Obama’s Cybersecurity Commissioners Advise Trump Administration on Policy

 

 

 

 

 

 

 

 

 

 

Members of the cyber-commission established under the Obama administration to enhance the cybersecurity efforts of the federal government want President Trump to implement their recommendations. Thomas Donilon, Obama’s national security adviser from 2010 to 2013 and Chair of the commission, along with two other commissioners expressed this on Monday, requesting for better collaboration between public and private sectors; and that the White House should be in the frontline of federal cybersecurity.

President Obama launched the Commission on Enhancing National Cybersecurity by an executive order in February 2016. In December 2016, weeks before Trump took office, the commission submitted a report outlining sixteen recommendations to streamline and reinforce cybersecurity endeavors of the federal government. The commission recommended that the president should appoint an assistant to the president for cybersecurity, who would report through the National Security Adviser and coordinate efforts on digital security across agencies. “I do think there needs to be the locus in the White House … that can convene the various elements of the United States government that make policy on an interagency basis. No one agency is going to make policy on something as complicated as cyber,” Donilon said. He encourages the new administration to develop an “all-of-government deterrence” against cyberattacks by coordinating work across agencies and departments.

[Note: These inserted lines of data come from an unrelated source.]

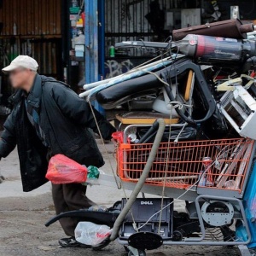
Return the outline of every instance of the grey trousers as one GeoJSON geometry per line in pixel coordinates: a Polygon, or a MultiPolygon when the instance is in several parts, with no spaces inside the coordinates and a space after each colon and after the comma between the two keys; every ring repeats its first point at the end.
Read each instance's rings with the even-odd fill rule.
{"type": "MultiPolygon", "coordinates": [[[[52,184],[52,196],[56,214],[61,212],[86,209],[95,203],[86,195],[86,186],[79,183],[52,184]]],[[[74,230],[79,222],[74,218],[63,218],[60,224],[67,236],[74,236],[74,230]]]]}

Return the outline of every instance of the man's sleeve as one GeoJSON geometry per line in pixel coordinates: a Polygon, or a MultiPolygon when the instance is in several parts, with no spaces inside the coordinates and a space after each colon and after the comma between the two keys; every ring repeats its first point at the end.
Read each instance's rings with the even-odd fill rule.
{"type": "MultiPolygon", "coordinates": [[[[91,128],[94,132],[99,134],[90,106],[84,99],[81,99],[73,90],[64,85],[53,87],[54,99],[61,112],[74,120],[77,124],[91,128]]],[[[93,113],[97,120],[102,137],[111,139],[115,128],[95,108],[93,113]]]]}
{"type": "Polygon", "coordinates": [[[0,136],[0,158],[7,157],[16,147],[15,115],[13,111],[3,124],[4,130],[0,136]]]}

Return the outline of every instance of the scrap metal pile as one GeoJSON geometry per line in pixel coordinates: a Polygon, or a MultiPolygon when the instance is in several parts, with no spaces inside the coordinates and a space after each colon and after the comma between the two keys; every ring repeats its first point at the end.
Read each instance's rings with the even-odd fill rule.
{"type": "Polygon", "coordinates": [[[80,96],[106,109],[128,103],[128,117],[135,112],[140,119],[156,115],[185,124],[196,130],[194,139],[256,139],[254,33],[253,24],[230,20],[174,31],[169,43],[117,44],[162,54],[125,74],[84,85],[80,96]]]}

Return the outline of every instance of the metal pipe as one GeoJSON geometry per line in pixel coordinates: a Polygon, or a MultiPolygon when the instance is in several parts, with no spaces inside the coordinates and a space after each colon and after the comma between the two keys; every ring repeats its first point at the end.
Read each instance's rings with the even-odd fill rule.
{"type": "Polygon", "coordinates": [[[158,149],[159,149],[159,147],[161,143],[161,139],[162,139],[163,134],[165,132],[165,129],[166,129],[166,123],[165,123],[164,119],[159,119],[157,120],[157,122],[159,123],[158,131],[156,133],[155,139],[154,141],[154,144],[153,144],[152,149],[150,151],[148,159],[147,160],[146,166],[144,167],[144,170],[142,173],[140,179],[138,180],[136,187],[134,188],[134,190],[132,191],[130,198],[128,199],[127,203],[125,204],[124,209],[122,210],[122,212],[120,212],[120,214],[119,215],[118,218],[116,219],[116,221],[113,224],[113,231],[112,231],[111,236],[109,238],[110,241],[114,241],[118,237],[119,228],[120,228],[125,218],[126,217],[127,213],[131,210],[133,203],[135,202],[142,188],[143,187],[145,181],[148,177],[148,175],[151,170],[152,165],[155,159],[156,154],[158,152],[158,149]]]}

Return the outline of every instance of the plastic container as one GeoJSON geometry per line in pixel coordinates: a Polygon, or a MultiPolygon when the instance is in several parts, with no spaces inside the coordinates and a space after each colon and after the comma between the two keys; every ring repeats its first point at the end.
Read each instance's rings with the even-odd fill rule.
{"type": "Polygon", "coordinates": [[[75,229],[75,238],[80,243],[96,246],[106,240],[111,233],[112,230],[106,225],[79,222],[75,229]]]}

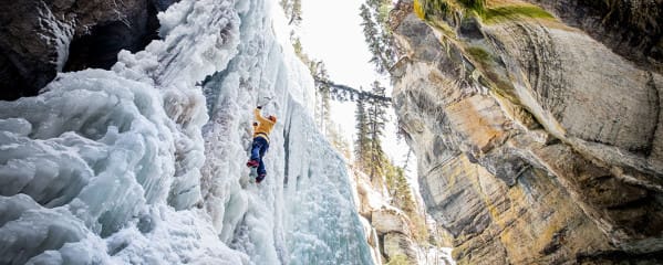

Former president and CEO of IBM and vice chair of the commission, Sam Palmisano, said on Monday at the Center for Strategic and International Studies (CSIS) where he met with other members of the commission., that he attended meetings at the White House to give his input on cybersecurity policy and offered advice on how to transform government’s technology and management to help it function more like a private sector entity.

There were signals that President Trump would be quick about cybersecurity reform when he planned to sign an executive order on cybersecurity in January, but the White House canceled the order abruptly. CNN reports that the draft executive order calls for a complete review of the most critical hacking vulnerabilities in the nation’s military, intelligence and civilian government computer systems. It also seeks some coordination between the U.S. military, law enforcement and academia. Palmisano hinted on Monday that a new executive order could be announced as soon as the end of this week.

The commission appears divided over the possibility of the Trump administration holding agency heads accountable for the cybersecurity activities of their own organizations, as he mentioned in a news conference held in January before the cancellation of the initial executive order.

“This insistence by the president that the agency, department heads are responsible for cybersecurity in their agencies and that they be held accountable is a very important piece of this. That is a contract, if you will, between the president and the people he hires to run the agencies and departments,” Donilon said. Steven Chabinsky, a member of the commission and partner at law firm White & Case, expresses a different view. “I agree that they need responsibility, but that responsibility in my mind is a leadership role that will bring to the floor what the real issues are,” he says, noting that federal agencies alone might not have the resources to secure their systems and procure new technologies. “We’re asking them to assess the environment and bring that up to this place within the White House like you’re talking about and say, here are the real challenges that we’re facing,” Chabinsky said.